Dr. Trevor Van Schooneveld has been interested in education on a variety of levels. He is the program director for their ID fellowship and has been for the last 10 years. He serves as core faculty for the IM residency and he is the rotation director for their General ID rotation. He also provides numerous lectures for the medical students. He is also the medical director for both their hospital and state antimicrobial stewardship programs where he gets to provide lots of education related to antibiotic use.
How did you get interested in medical education?
I spent a year as an IM chief resident leading morning report, providing lectures, and teaching residents and found it very rewarding and wanted it to continue to be part of my career. As a fellow I noted many residents lacked ID knowledge and was passionate about helping them better understand how to interpret microbiology tests, diagnose infectious, and choose antimicrobials. My career has been a continuation of this work.
How have you integrated medical education into your career?
I lead our ID fellowship and so lead curricular creation/development as well as working with the fellows quite a bit. I greatly enjoy mentoring them in what it looks like to be an ID clinician. In addition education is an essential part of antimicrobial stewardship. As part of our program we have developed a nationally recognized website with numerous highly referenced guidelines and protocols. I am also the medical director of our state stewardship outreach program and so have been able to work with dozens of small hospitals in our state to help them develop their own stewardship program.
How did you transform your interest in medical education into a career?

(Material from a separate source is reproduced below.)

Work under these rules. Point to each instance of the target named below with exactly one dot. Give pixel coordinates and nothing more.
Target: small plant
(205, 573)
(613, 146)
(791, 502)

Being interested in education antimicrobial stewardship and fellowship program director were great fits. I greatly enjoyed helping shape the practice of both local clinicians through stewardship and ID trainees through out fellowship. These have been very rewarding.
What is one medical innovation that makes you the most proud?

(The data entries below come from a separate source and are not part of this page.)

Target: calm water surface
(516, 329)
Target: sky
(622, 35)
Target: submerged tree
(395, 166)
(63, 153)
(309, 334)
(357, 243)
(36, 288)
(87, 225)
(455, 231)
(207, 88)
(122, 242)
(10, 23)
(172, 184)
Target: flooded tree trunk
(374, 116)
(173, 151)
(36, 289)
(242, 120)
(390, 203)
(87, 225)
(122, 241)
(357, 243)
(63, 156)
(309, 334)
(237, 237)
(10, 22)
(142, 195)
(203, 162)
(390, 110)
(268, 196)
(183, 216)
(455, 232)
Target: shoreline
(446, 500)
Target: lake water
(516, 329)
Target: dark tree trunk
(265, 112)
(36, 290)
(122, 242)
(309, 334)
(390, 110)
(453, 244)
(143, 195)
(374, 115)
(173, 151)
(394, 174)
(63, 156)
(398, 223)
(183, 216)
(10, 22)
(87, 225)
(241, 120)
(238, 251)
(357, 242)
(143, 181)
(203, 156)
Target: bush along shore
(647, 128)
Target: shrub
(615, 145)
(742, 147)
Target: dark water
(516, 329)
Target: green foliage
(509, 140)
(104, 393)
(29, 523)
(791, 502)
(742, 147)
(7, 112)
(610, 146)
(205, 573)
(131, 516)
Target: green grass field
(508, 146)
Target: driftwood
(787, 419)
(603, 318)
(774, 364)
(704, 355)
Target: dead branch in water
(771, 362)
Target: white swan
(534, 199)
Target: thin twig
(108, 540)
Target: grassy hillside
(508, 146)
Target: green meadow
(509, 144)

I would say creating and developing our ID fellowship. When I started I was tasked with starting an ID fellowship at our institution which I successfully did. When we started we were very small taking only 1 fellow per year but now have three fellows per year.

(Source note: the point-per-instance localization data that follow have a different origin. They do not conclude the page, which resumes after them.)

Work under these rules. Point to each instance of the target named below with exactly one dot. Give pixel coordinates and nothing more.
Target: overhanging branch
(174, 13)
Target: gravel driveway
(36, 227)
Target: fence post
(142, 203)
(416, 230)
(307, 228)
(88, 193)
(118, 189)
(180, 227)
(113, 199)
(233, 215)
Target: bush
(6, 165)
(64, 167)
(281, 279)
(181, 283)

How have you transformed your medical education work into scholarship?
Education is a huge part of all stewardship initiatives and we have worked to measure clinical changes brought about by our stewardship work. Some examples include improvements in care of diabetic foot infections and treatment of C. difficile which we have published. We also published our work with small hospital stewardship programs supporting their program development through programmatic feedback.
What are some of the most rewarding aspects of your career as an educator thus far?
Seeing clinicians put into practice the principles I have taught them and then pass them onto students has been very rewarding as is seeing our ID fellows graduate and go into practice. Additionally it has been fantastic to see smaller hospital work to implement effective antimicrobial stewardship program.